Peter Jackson’s The Beatles Get Back documentary is heading to Disney+, as a three part series

The Beatles recording in Abbey Road Studios

Peter Jackson’s eagerly anticipated Beatles documentary, The Beatles: Get Back, is heading exclusively to Disney+, where it will debut in extended three episode form, rather than premiere in theatres as a standalone movie.

A deal between Walt Disney Studios, Apple Corps and WingNut Films will see The Beatles: Get Back roll out over three days, November 25, 26 and 27, 2021, as three separate episodes, each approximately approximately two hours long.

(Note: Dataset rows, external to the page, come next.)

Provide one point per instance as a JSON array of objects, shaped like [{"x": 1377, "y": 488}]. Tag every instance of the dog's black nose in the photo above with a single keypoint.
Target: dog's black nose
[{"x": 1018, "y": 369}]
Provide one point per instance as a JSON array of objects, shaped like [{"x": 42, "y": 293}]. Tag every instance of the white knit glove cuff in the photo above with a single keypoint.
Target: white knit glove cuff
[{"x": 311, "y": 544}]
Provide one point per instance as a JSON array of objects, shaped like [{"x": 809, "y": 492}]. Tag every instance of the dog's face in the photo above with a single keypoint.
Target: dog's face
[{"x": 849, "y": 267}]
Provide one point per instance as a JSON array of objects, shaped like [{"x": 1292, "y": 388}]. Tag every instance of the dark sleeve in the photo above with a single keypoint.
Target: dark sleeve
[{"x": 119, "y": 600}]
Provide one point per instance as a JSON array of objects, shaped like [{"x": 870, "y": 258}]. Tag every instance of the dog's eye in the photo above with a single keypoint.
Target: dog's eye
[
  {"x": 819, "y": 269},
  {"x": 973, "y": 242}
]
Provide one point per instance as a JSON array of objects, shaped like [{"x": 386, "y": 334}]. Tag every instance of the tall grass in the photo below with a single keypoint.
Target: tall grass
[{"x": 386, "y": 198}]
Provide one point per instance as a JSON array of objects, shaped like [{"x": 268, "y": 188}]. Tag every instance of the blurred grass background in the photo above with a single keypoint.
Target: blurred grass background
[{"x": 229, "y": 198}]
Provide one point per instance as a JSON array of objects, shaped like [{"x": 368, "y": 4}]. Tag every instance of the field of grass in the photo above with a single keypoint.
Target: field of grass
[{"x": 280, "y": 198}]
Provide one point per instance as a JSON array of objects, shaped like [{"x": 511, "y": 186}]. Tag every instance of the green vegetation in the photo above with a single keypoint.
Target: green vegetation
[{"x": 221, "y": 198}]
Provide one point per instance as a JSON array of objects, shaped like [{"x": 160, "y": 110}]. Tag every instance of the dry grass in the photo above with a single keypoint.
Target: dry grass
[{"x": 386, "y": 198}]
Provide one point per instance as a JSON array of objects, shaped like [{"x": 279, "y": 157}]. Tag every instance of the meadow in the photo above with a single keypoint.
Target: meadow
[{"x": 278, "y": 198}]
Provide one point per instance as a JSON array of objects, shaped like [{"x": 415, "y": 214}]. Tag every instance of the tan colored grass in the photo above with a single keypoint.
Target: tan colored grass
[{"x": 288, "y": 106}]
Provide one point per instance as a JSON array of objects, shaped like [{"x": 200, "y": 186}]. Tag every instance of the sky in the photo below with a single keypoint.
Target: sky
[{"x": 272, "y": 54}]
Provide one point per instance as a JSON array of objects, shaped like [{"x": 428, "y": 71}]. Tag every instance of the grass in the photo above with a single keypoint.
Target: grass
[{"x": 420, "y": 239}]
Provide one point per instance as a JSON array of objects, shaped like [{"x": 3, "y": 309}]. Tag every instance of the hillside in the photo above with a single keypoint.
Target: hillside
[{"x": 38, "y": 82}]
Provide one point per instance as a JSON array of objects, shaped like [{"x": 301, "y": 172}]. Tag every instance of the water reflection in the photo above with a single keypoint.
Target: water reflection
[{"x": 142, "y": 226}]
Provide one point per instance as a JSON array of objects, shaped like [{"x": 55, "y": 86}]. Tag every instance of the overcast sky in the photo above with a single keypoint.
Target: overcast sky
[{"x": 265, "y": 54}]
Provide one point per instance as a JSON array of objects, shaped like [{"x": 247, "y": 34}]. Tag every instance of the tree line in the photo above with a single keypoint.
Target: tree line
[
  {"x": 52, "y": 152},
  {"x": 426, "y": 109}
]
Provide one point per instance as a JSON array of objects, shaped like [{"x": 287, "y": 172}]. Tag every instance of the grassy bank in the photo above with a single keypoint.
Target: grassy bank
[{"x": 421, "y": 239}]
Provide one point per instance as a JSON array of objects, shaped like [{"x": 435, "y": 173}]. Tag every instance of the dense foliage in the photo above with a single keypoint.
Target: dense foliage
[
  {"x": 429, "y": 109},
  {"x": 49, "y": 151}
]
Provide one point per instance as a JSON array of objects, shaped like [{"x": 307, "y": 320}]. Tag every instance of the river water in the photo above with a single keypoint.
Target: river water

“As a huge Beatles fan myself, I am absolutely thrilled that Disney+ will be the home for this extraordinary documentary series by the legendary filmmaker Peter Jackson,” said Bob Iger. “This phenomenal collection of never-before-seen footage offers an unprecedented look at the close camaraderie, genius songwriting, and indelible impact of one of the most iconic and culturally influential bands of all time, and we can’t wait to share ‘The Beatles: Get Back’ with fans around the world.” 

Peter Jackson said “In many respects, Michael Lindsay-Hogg’s remarkable footage captured multiple storylines. The story of friends and of individuals. It is the story of human frailties and of a divine partnership. It is a detailed account of the creative process, with the crafting of iconic songs under pressure, set amid the social climate of early 1969. But it’s not nostalgia – it’s raw, honest, and human. Over six hours, you’ll get to know The Beatles with an intimacy that you never thought possible.”   

He added:“I’m very grateful to The Beatles, Apple Corps and Disney for allowing me to present this story in exactly the way it should be told. I’ve been immersed in this project for nearly three years, and I’m very excited that audiences around the world will finally be able to see it.”

The Beatles: Get Back takes audiences back in time to the band’s intimate recording sessions during a pivotal moment in music history. The documentary showcases the warmth, camaraderie and creative genius that defined the legacy of the iconic foursome, compiled from over 60 hours of unseen footage shot in January 1969 by Michael Lindsay-Hogg and more than 150 hours of unheard audio, all of which has been restored. 

Jackson is the only person in 50 years to have been given access to these private film archives.